MGM Resorts International, the casino and hotel giant, said on Tuesday it would require all guests and visitors to wear masks indoors in public areas, “based on the latest information and expert advice from health and civil servants “.
The National Retail Federation, which represents businesses on the front lines of managing and enforcing public masking policies, said in a statement that “retailers will continue to follow CDC guidelines.” while the safest known way to reduce the threat of the virus is generalized vaccination. “
CDC move could boost more corporate vaccine mandates, said David Schwartz, who heads the task force at the law firm Skadden, Arps, Slate, Meagher & Flom. This might be a better alternative to “forcing employees and customers to wear masks and not being able to maintain a consistent policy,” he said. The Washington Post on Tuesday joined a short but growing list of private companies requiring vaccination as a condition of employment.

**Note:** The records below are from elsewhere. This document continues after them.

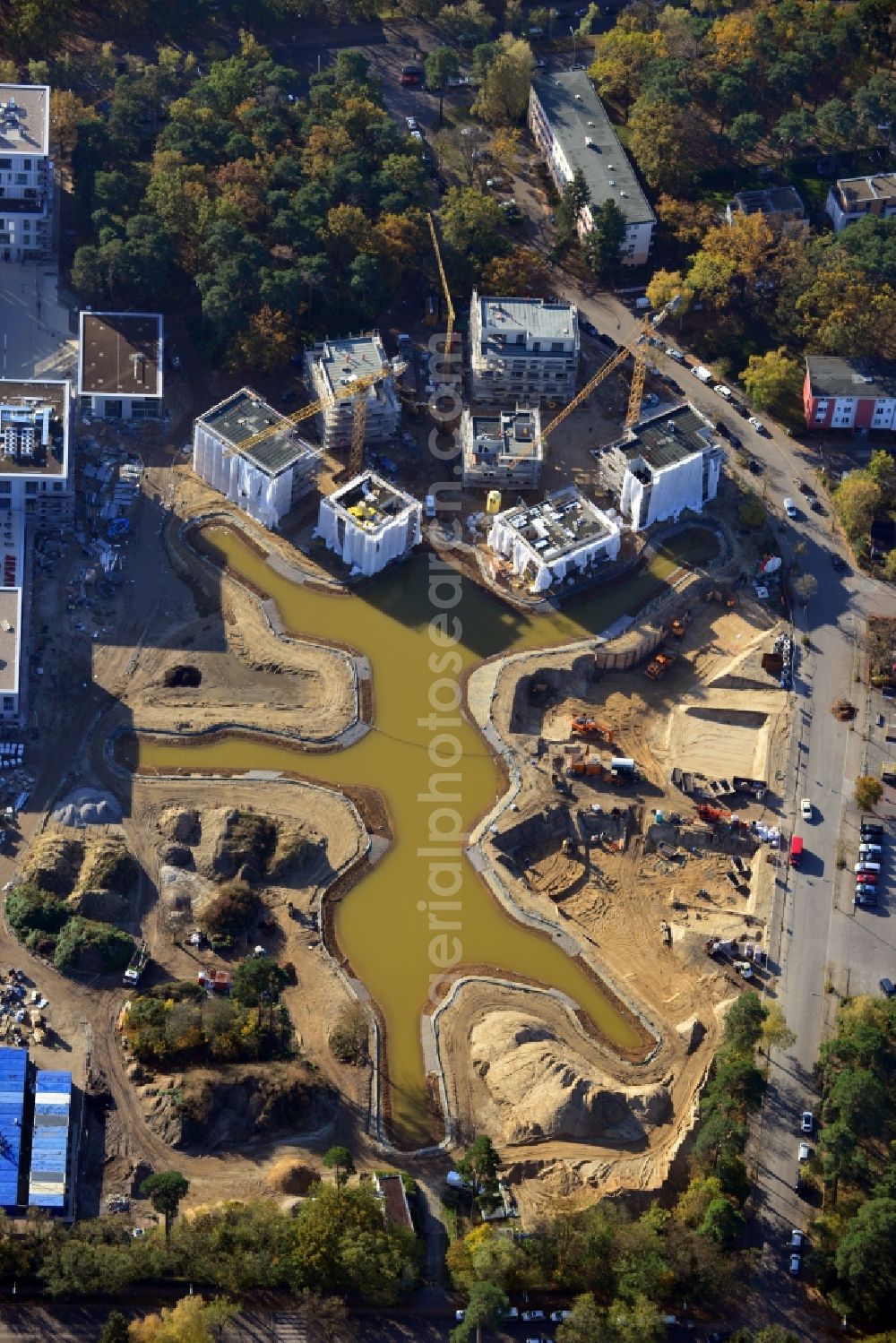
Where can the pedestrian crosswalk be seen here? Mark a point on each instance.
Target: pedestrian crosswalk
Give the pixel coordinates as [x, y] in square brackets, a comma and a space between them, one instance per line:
[290, 1327]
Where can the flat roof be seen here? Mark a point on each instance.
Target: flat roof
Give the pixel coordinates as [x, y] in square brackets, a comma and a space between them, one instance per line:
[244, 415]
[344, 360]
[669, 436]
[560, 525]
[576, 113]
[769, 201]
[370, 501]
[509, 433]
[833, 376]
[34, 443]
[120, 355]
[880, 185]
[538, 317]
[24, 118]
[10, 640]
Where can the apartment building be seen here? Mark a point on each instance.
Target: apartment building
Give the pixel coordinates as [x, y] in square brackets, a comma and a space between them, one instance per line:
[370, 522]
[780, 206]
[335, 364]
[501, 449]
[522, 349]
[849, 392]
[852, 199]
[662, 468]
[573, 131]
[565, 538]
[26, 172]
[254, 457]
[120, 366]
[35, 478]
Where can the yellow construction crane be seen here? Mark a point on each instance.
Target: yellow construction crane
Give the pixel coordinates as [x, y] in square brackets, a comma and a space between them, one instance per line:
[358, 390]
[449, 306]
[637, 349]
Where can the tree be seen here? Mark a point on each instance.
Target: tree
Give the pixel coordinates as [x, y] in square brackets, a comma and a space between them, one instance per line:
[775, 1031]
[753, 511]
[857, 500]
[191, 1321]
[487, 1307]
[770, 377]
[805, 589]
[166, 1192]
[339, 1159]
[868, 791]
[441, 66]
[603, 242]
[745, 132]
[723, 1222]
[504, 93]
[255, 981]
[115, 1330]
[866, 1259]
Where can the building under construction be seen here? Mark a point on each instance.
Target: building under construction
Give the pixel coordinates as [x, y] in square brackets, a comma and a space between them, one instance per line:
[254, 457]
[332, 366]
[370, 522]
[501, 449]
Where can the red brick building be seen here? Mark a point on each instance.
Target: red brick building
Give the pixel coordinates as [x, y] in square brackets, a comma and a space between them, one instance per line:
[856, 393]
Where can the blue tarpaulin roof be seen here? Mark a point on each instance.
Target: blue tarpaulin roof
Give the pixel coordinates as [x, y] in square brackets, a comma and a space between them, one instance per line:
[13, 1068]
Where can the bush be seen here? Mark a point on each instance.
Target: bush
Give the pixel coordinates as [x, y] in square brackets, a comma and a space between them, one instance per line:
[349, 1036]
[83, 944]
[231, 912]
[30, 908]
[868, 791]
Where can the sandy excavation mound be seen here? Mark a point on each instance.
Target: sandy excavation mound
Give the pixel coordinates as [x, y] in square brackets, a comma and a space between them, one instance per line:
[543, 1089]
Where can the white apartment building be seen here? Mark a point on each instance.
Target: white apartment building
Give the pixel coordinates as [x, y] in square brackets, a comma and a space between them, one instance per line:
[662, 466]
[564, 538]
[254, 457]
[35, 477]
[336, 364]
[26, 172]
[852, 199]
[370, 522]
[120, 366]
[501, 449]
[573, 131]
[522, 349]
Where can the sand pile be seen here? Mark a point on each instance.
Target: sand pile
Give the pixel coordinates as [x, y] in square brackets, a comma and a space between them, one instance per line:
[543, 1089]
[88, 807]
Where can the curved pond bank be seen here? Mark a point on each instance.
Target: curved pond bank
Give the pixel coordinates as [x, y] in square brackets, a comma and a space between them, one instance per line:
[422, 911]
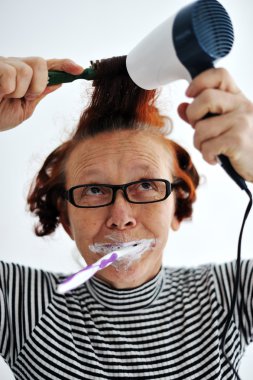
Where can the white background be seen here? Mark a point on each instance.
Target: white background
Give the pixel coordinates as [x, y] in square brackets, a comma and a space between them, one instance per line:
[85, 30]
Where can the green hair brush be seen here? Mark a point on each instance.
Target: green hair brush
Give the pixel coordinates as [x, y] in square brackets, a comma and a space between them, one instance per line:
[58, 77]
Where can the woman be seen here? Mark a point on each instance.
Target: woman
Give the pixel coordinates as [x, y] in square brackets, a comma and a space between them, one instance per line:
[134, 319]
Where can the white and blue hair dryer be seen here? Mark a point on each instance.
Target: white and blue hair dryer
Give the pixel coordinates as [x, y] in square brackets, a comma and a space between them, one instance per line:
[182, 47]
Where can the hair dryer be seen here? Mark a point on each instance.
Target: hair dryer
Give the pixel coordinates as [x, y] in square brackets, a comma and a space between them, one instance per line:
[182, 47]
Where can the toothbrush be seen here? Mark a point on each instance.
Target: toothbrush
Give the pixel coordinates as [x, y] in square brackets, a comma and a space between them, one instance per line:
[87, 272]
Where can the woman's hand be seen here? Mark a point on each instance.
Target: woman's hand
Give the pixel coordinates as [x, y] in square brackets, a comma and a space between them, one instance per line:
[23, 84]
[230, 131]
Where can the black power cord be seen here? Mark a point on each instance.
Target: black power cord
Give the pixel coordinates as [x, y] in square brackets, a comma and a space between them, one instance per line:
[236, 283]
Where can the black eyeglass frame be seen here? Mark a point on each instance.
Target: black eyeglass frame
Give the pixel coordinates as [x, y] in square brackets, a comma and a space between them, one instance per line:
[68, 194]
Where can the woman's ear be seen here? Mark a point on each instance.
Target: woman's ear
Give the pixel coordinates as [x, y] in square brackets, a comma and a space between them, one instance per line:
[64, 220]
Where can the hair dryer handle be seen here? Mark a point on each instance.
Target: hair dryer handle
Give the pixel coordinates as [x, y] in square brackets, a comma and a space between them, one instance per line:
[226, 165]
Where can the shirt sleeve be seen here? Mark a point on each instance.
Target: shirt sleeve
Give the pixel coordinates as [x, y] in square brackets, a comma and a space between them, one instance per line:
[24, 296]
[224, 276]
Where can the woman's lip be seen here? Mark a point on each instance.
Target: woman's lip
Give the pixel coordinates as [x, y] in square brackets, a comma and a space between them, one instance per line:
[105, 248]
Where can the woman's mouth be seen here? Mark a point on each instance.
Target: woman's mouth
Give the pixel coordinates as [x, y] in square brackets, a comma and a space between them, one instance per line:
[124, 262]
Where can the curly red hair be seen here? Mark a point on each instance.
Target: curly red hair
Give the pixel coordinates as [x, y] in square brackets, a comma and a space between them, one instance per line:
[116, 104]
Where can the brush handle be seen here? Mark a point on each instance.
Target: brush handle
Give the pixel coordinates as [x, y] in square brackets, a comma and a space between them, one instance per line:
[58, 77]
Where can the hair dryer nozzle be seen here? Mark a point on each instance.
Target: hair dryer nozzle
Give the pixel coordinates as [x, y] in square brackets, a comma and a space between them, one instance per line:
[182, 46]
[202, 33]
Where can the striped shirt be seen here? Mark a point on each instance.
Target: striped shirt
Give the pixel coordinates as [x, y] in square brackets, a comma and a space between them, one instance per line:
[167, 328]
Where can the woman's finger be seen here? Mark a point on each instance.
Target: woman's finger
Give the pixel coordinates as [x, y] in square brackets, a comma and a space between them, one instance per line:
[39, 78]
[214, 78]
[22, 73]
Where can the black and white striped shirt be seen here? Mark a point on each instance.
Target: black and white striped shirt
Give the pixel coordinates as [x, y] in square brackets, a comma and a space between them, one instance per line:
[168, 328]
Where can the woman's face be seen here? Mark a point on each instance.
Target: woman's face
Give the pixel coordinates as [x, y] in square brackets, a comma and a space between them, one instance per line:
[117, 158]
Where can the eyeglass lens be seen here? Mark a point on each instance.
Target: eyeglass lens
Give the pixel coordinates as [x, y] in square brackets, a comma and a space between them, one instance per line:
[98, 195]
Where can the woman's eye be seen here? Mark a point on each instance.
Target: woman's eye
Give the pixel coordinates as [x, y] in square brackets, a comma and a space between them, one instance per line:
[94, 190]
[146, 186]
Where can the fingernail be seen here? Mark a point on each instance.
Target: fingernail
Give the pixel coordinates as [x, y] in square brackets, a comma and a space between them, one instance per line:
[188, 91]
[31, 96]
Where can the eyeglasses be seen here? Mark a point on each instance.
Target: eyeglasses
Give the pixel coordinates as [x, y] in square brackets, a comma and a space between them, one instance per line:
[100, 195]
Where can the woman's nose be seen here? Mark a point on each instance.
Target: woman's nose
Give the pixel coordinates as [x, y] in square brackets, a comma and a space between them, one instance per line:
[120, 215]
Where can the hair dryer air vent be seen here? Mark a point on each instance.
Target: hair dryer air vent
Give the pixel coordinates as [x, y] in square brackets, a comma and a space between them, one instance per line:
[202, 33]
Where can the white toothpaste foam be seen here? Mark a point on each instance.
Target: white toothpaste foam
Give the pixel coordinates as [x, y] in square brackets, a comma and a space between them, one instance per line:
[125, 262]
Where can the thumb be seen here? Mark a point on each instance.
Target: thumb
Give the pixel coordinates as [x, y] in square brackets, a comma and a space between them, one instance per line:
[48, 90]
[182, 111]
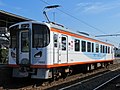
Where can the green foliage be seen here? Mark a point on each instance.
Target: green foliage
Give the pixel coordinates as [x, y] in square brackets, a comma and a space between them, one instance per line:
[3, 56]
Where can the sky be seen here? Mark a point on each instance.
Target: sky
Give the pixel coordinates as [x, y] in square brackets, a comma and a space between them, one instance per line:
[96, 17]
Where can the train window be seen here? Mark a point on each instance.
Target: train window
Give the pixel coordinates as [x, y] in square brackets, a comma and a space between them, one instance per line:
[97, 48]
[92, 47]
[101, 49]
[88, 46]
[63, 41]
[77, 45]
[55, 40]
[41, 35]
[13, 36]
[83, 44]
[24, 42]
[108, 49]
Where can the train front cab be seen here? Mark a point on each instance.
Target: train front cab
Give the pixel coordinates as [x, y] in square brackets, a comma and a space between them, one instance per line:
[29, 50]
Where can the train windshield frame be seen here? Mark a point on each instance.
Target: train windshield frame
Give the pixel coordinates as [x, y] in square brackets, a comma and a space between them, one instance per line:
[41, 35]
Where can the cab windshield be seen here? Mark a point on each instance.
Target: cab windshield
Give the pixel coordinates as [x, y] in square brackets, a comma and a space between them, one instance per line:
[41, 35]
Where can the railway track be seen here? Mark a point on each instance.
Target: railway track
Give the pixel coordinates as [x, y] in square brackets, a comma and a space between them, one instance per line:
[81, 78]
[96, 82]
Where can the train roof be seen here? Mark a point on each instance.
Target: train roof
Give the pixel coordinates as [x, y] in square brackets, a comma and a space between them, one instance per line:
[62, 28]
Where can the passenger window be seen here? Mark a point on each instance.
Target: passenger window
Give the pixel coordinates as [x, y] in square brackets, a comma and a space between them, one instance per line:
[63, 41]
[83, 44]
[92, 47]
[101, 49]
[55, 40]
[88, 46]
[97, 48]
[77, 45]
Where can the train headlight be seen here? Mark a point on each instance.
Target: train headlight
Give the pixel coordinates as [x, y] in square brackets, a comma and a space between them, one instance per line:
[25, 61]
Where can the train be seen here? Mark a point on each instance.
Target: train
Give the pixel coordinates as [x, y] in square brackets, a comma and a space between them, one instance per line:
[47, 50]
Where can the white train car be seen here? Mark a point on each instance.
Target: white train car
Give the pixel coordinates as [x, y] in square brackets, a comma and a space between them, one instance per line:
[48, 50]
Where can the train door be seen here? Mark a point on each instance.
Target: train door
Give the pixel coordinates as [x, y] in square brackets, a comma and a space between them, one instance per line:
[23, 47]
[55, 48]
[63, 49]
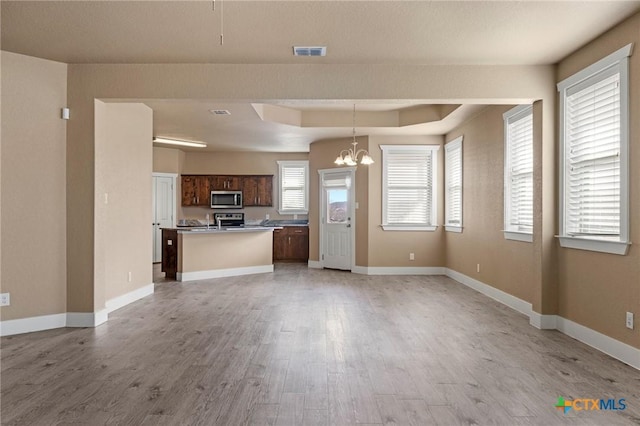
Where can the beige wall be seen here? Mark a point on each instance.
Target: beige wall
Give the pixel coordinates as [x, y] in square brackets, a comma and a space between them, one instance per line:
[168, 160]
[87, 82]
[237, 163]
[392, 248]
[123, 168]
[482, 240]
[596, 289]
[33, 188]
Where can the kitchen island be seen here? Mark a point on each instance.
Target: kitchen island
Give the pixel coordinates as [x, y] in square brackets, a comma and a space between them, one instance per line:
[190, 254]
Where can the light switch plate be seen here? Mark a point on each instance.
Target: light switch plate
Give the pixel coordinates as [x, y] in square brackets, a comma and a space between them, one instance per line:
[5, 299]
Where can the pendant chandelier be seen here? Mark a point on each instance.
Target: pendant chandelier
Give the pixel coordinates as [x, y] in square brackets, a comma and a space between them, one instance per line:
[349, 157]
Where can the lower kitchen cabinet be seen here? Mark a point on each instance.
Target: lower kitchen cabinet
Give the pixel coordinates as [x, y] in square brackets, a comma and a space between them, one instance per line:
[291, 244]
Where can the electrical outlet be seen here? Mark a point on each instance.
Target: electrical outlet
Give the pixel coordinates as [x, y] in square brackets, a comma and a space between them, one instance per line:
[5, 299]
[629, 322]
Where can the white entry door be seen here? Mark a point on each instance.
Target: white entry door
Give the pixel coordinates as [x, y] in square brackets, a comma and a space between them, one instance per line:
[163, 210]
[337, 218]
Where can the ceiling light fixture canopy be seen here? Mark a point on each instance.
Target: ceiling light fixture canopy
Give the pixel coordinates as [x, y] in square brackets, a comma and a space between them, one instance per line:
[349, 157]
[193, 144]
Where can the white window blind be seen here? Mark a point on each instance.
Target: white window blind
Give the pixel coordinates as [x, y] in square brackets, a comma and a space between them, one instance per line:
[594, 165]
[453, 185]
[409, 186]
[519, 172]
[293, 186]
[593, 158]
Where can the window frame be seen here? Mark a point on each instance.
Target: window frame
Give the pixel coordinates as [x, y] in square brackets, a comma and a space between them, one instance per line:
[449, 226]
[282, 165]
[432, 224]
[620, 60]
[509, 117]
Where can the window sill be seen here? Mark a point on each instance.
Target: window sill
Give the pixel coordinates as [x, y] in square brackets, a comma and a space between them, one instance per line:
[525, 237]
[590, 244]
[409, 228]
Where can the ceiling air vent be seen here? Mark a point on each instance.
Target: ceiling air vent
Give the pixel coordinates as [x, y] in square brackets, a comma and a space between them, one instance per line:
[219, 112]
[309, 51]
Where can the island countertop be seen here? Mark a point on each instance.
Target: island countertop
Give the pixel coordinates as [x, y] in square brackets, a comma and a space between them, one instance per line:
[200, 253]
[216, 230]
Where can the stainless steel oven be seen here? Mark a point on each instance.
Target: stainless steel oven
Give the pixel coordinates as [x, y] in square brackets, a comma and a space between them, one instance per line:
[229, 220]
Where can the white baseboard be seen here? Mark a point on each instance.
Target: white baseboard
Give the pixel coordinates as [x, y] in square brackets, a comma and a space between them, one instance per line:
[220, 273]
[72, 319]
[28, 325]
[612, 347]
[505, 298]
[87, 319]
[398, 270]
[121, 301]
[314, 264]
[543, 322]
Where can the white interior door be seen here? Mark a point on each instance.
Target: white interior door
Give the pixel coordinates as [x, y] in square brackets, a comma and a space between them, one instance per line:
[163, 210]
[337, 219]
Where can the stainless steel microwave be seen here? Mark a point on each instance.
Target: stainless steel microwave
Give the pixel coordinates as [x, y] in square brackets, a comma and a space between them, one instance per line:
[226, 199]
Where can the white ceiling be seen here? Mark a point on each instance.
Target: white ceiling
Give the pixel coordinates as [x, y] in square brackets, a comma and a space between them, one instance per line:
[263, 32]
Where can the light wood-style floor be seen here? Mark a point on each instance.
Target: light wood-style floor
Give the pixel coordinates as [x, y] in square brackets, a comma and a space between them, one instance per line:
[313, 347]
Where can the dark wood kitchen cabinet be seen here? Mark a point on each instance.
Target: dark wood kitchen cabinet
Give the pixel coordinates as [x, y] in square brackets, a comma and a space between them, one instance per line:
[196, 190]
[257, 191]
[225, 183]
[291, 244]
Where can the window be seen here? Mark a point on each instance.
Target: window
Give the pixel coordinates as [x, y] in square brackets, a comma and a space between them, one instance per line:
[453, 185]
[409, 187]
[518, 173]
[594, 171]
[293, 187]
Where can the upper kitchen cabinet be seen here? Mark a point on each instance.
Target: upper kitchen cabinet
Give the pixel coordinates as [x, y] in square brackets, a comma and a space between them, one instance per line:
[257, 191]
[196, 190]
[225, 183]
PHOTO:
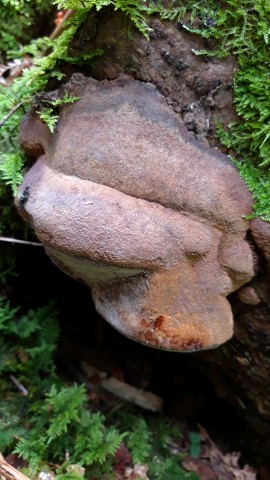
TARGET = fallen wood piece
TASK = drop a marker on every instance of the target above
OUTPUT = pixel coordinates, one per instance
(23, 242)
(8, 472)
(129, 393)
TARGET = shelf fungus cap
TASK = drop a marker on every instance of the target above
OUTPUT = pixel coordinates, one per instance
(126, 201)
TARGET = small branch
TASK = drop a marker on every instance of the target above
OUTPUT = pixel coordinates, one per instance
(23, 242)
(10, 473)
(10, 113)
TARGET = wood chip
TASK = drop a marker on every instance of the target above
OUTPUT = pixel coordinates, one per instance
(129, 393)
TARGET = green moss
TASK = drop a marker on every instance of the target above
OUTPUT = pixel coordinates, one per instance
(241, 28)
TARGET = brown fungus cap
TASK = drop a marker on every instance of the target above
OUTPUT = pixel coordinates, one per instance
(129, 203)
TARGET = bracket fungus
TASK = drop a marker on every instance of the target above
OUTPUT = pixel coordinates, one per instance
(128, 202)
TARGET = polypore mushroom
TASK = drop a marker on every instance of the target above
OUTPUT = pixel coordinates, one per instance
(126, 201)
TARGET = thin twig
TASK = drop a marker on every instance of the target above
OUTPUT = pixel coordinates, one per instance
(10, 473)
(13, 110)
(58, 29)
(23, 242)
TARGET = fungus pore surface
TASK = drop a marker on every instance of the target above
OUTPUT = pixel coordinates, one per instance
(128, 202)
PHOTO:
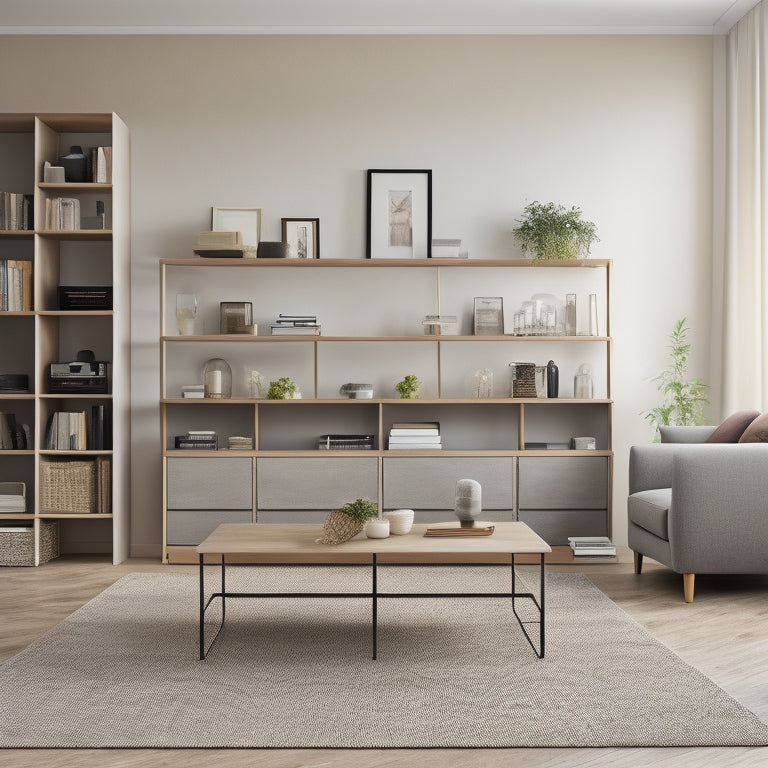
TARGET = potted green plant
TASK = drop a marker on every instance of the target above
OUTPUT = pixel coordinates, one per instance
(346, 522)
(283, 388)
(408, 388)
(683, 399)
(551, 231)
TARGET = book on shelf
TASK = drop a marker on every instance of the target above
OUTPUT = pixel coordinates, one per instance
(15, 285)
(592, 546)
(16, 211)
(345, 442)
(62, 213)
(295, 330)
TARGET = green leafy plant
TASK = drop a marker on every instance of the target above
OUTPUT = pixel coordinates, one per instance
(360, 510)
(551, 231)
(408, 388)
(282, 389)
(683, 399)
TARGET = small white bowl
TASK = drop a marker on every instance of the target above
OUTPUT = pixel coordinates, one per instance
(400, 521)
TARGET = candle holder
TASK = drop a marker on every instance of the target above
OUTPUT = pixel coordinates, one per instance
(217, 379)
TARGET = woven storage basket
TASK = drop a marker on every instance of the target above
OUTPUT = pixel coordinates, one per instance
(339, 528)
(17, 546)
(68, 487)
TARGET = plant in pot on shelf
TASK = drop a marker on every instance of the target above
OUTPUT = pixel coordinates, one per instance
(408, 388)
(683, 399)
(346, 522)
(551, 231)
(283, 388)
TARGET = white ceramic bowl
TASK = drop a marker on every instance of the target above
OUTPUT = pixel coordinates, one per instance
(400, 521)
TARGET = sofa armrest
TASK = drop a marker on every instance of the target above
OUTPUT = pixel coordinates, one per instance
(718, 517)
(674, 434)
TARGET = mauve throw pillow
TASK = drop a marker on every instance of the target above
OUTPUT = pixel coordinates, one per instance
(757, 431)
(731, 430)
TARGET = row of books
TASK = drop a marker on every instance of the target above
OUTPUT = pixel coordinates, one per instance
(16, 211)
(197, 440)
(14, 436)
(419, 435)
(296, 325)
(71, 431)
(15, 285)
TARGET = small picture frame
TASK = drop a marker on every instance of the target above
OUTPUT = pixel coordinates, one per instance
(244, 220)
(399, 214)
(235, 317)
(489, 316)
(302, 237)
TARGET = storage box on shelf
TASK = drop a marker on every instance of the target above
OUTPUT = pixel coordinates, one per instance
(377, 336)
(83, 254)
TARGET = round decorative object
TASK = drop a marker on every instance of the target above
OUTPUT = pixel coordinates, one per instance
(468, 502)
(400, 521)
(357, 391)
(217, 379)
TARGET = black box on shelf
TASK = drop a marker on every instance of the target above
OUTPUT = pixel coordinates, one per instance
(85, 297)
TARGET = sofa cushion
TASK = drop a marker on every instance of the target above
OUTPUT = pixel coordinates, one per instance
(650, 510)
(733, 427)
(757, 431)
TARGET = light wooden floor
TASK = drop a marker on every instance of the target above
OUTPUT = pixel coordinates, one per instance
(724, 633)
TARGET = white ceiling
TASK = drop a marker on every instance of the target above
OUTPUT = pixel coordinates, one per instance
(371, 16)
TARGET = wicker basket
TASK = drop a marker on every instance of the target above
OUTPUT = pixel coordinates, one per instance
(68, 486)
(339, 528)
(17, 544)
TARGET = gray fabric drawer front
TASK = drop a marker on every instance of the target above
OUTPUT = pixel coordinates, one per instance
(186, 527)
(563, 483)
(430, 483)
(650, 510)
(321, 483)
(208, 483)
(556, 525)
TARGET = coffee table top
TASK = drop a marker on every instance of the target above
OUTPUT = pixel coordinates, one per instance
(253, 538)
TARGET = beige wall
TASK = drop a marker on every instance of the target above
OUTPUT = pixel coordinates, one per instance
(621, 126)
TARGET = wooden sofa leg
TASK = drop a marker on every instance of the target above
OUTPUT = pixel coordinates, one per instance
(688, 586)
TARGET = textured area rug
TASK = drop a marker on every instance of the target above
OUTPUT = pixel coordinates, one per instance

If companies think immunization mandates are beneficial, “we encourage them to do it,” said Dr. Rochelle Walensky, director of the CDC.
Government officials recently imposed mandates on vaccines at state, local and federal levels and encouraged private companies to follow suit. President Biden is evaluating a vaccination mandate for the two million federal employees and is expected to deliver a speech Thursday on the matter.
Kellen browning and Sarah kessler contributed reports.